Autonomia de estados e municípios (15.abr)
O STF decide por unanimidade que estados e municípios têm autonomia para determinar o isolamento social em meio à pandemia do coronavírus. A maioria permitiu ainda que os entes da federação decidam quais são os serviços essenciais que podem funcionar durante a crise.

No dia anterior, a AGU (Advocacia-Geral da União) havia recorrido de uma decisão de Alexandre de Moraes. Nela, o ministro preservava a competência de governadores e prefeitos para determinar o isolamento social, independentemente de posterior ato de Bolsonaro no sentido contrário.

Nomeação suspensa (29.abr)
Moraes suspende a nomeação de Alexandre Ramagem para a diretoria-geral da Polícia Federal.
A decisão do ministro se baseou, principalmente, nas afirmações de Bolsonaro de que pretendia usar a PF, um órgão de investigação, como produtor de informações para suas tomadas de decisão.

Lei de acesso à informação (30.abr)
O tribunal derruba medida provisória editada pelo governo Jair Bolsonaro que restringia a LAI. O decreto havia suspendido prazos de pedidos de informações a órgãos públicos nos casos em que o setor demandado estivesse "prioritariamente envolvido com as medidas de enfrentamento" à doença.

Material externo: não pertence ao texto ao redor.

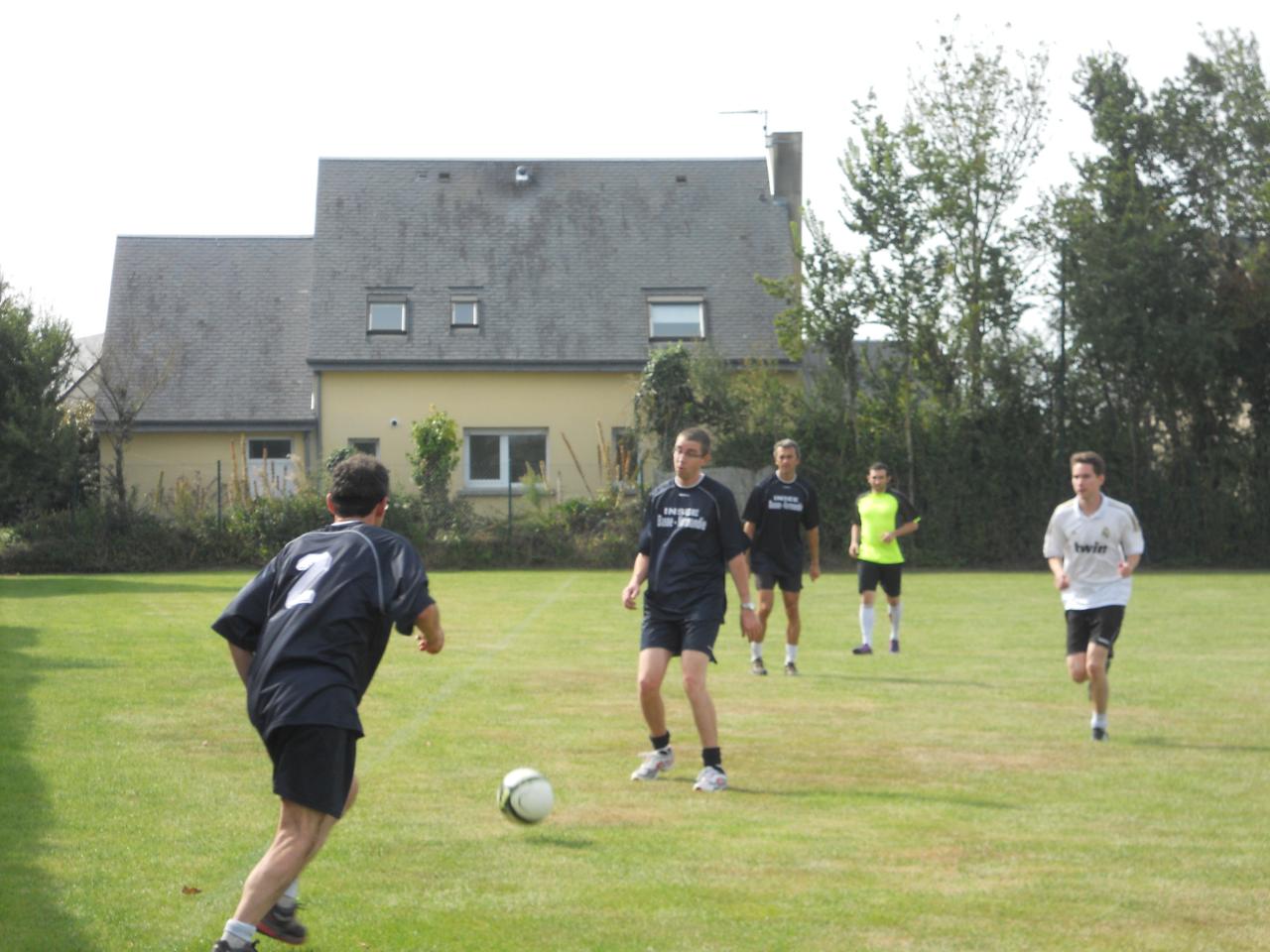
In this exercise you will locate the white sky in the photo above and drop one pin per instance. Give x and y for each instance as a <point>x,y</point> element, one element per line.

MP para proteger agentes públicos (21.mai)
O tribunal decide que a medida provisória do presidente Bolsonaro para proteger agentes públicos de responsabilização durante a pandemia não pode servir para blindar atos administrativos contrários a recomendações médicas e científicas.

Os ministros mantiveram a previsão de que gestores públicos só devem responder nas esferas civil e administrativa da Justiça quando "agirem ou se omitirem com dolo ou erro grosseiro", como previa a MP editada pelo presidente.

No entanto, os magistrados definiram que, na aplicação dessa norma, devem ser incluídos no conceito de erro grosseiro medidas que não observem normas e critérios técnicos estabelecidos por autoridades sanitárias e organização de saúde do Brasil e do mundo.

Medidas contra Covid-19 entre indígenas (5.ago)
O STF decide por unanimidade referendar a decisão do ministro Luís Roberto Barroso de obrigar o governo Jair Bolsonaro a adotar diversas medidas para conter o avanço do novo coronavírus na população indígena.